Rob Holland Retrospective: Part 2
Heading back to March 2015 for this one. Rob had signed with Window World to be sponsors for his 2015 season and he tapped me to handle press and marketing duties. One of my first jobs was to travel with him to Shreveport to get ready for the start of the season, including doing a photoshoot that would provide images for all our marketing materials that year. So of course it rained for several days. And even when the sun came out, it was a hazy, yellowish sun that really didn’t provide the kind of light photographers hope for. But eventually, the ceiling lifted enough to jump aboard Kevin Coleman’s Bonanza and head out to get some shooting done.
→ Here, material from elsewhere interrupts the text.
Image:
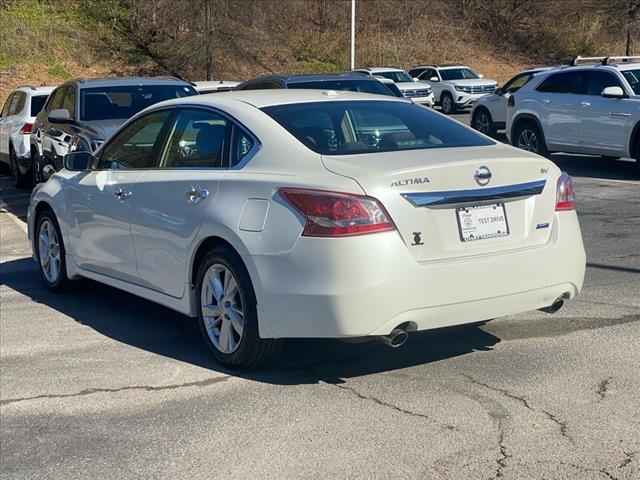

We had several “sets” planned, including the famous inverted slide slip over the dark waters of a nearby lake (and we’ll look more closely at that picture in a future post). We also did a sunset shot that Rob always told me was his favorite pic every taken of him (also, to be discussed more in a future post). But the shot I want to focus on here is the one where Rob positioned his MXS-RH an inverted slip above the Bonanza and then slowly brought the plane in as close as he could. It was Blue Angels close, that much more impressive in that he was inverted, slipping sideways, and had a huge prop chopping up the sky in front of him. This was as close as I have ever been to another airplane while airborne and it produced the image below. If anything, the wide angle lens make him seem further away than he actually was. The man was not human.
Unfortunately, we were dropped by Window World at the end of the season and the value of these images dropped significantly. None of us, least of all Rob, was very interested in providing free advertising for a company that decided against sponsoring us., so these images became instant relics. A shame, really, as some of them were amongst my favorite images I ever shot — including this one.